JTC has enhanced the methodology used for compiling its Industrial Property Price and Rental Indices, so that they can better reflect market trends.
The indices had last been reviewed in the first quarter of 2000.
The new methodology includes expanded geographical coverage. Current indices cover mainly transactions in the Central region, where most multiple-user factories were located in the 1990s. The indices will now include transactions island-wide.
The previous methodology also did not account for property attributes affecting prices and rents, including location, remaining tenure and zoning, and used a 12-quarter moving average weights system.
As a result, changes in indices across periods may not have accurately reflected changes in market prices and rents, as they could be due to changes in the attributes of properties.

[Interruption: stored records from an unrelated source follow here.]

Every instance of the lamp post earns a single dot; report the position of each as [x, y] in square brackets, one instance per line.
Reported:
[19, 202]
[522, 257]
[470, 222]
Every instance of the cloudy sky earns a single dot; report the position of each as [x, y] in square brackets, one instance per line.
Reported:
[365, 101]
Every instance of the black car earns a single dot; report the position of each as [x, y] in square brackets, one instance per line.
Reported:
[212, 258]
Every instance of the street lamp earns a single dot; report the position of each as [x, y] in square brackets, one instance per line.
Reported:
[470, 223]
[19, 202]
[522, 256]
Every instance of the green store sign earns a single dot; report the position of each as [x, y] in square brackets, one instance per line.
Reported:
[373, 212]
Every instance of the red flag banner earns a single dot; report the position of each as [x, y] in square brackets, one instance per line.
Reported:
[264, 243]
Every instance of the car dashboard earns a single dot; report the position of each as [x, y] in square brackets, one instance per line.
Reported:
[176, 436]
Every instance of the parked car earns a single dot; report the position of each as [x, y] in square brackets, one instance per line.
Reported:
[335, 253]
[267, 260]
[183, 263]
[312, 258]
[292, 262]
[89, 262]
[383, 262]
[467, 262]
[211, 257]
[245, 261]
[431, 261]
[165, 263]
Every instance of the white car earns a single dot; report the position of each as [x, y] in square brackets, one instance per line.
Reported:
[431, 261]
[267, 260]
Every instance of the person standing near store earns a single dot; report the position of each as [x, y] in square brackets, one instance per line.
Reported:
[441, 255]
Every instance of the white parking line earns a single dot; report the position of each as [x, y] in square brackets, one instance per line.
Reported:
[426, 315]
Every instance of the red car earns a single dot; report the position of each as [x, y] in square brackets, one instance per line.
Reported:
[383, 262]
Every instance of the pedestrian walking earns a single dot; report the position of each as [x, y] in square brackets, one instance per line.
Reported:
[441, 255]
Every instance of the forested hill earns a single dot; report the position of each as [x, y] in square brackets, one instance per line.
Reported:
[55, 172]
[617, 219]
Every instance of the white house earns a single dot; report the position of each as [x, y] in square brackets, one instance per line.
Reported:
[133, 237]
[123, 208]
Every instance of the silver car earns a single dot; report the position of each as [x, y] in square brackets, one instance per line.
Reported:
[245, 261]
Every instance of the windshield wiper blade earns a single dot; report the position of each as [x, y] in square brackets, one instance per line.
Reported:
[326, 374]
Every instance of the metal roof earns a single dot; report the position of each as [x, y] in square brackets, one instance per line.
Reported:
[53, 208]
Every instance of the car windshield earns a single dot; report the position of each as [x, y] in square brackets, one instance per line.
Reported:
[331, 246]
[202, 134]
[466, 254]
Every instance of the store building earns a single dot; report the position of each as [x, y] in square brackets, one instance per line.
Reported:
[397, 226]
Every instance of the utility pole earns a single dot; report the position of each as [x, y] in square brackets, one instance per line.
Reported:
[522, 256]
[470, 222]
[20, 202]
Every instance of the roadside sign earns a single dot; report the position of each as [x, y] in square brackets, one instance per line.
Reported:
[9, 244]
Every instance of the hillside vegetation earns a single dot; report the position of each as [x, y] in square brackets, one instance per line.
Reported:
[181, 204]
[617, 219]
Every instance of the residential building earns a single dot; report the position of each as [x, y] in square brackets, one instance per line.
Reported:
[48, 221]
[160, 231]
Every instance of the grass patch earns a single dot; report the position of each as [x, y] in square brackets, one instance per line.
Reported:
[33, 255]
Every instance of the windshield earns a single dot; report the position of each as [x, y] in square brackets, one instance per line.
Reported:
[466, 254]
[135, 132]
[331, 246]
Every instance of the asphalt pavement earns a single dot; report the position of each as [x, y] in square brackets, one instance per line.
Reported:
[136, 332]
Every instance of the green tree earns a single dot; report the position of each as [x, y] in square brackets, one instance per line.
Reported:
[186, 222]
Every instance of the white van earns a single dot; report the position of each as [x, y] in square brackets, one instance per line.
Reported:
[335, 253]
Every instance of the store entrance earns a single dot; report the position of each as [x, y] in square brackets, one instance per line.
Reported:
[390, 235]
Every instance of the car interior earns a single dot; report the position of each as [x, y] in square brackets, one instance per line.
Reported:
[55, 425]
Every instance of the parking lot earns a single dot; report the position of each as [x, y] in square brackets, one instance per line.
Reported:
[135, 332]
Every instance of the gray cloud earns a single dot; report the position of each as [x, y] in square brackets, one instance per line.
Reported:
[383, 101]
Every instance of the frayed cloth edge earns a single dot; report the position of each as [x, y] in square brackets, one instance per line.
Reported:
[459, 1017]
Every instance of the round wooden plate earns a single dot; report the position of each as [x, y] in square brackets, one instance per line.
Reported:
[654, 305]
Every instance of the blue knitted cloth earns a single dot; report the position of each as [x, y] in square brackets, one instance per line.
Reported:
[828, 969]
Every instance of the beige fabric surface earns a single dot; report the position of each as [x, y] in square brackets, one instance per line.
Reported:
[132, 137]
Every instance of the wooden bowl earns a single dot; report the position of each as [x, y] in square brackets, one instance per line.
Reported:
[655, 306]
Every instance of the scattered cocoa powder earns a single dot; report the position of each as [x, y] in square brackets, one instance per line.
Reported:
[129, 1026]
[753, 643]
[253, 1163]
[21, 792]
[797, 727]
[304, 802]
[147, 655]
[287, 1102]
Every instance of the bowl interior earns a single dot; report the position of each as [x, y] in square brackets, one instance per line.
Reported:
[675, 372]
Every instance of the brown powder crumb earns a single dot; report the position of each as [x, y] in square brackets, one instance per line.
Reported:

In contrast, the new methodology groups properties with similar attributes, and uses fixed weights in the computation of the indices.
This makes the indices more reflective of the changes in market price and rental, JTC said on Thursday.
The new methodology is being used from JTC's market report for the fourth quarter of last year, which was also released on Thursday.
It found the rents for industrial space fell 0.6 per cent quarter on quarter, and 2 per cent from a year ago.
Rents for multiple-user factory space rose 0.2 per cent quarter on quarter, but fell 0.7 per cent from a year ago.
Prices for industrial space fell 0.1 per cent quarter on quarter, but rose 3.5 per cent year on year.
Prices for multiple-user factory space fell 0.2 per cent quarter on quarter, but rose 4.4 per cent year on year.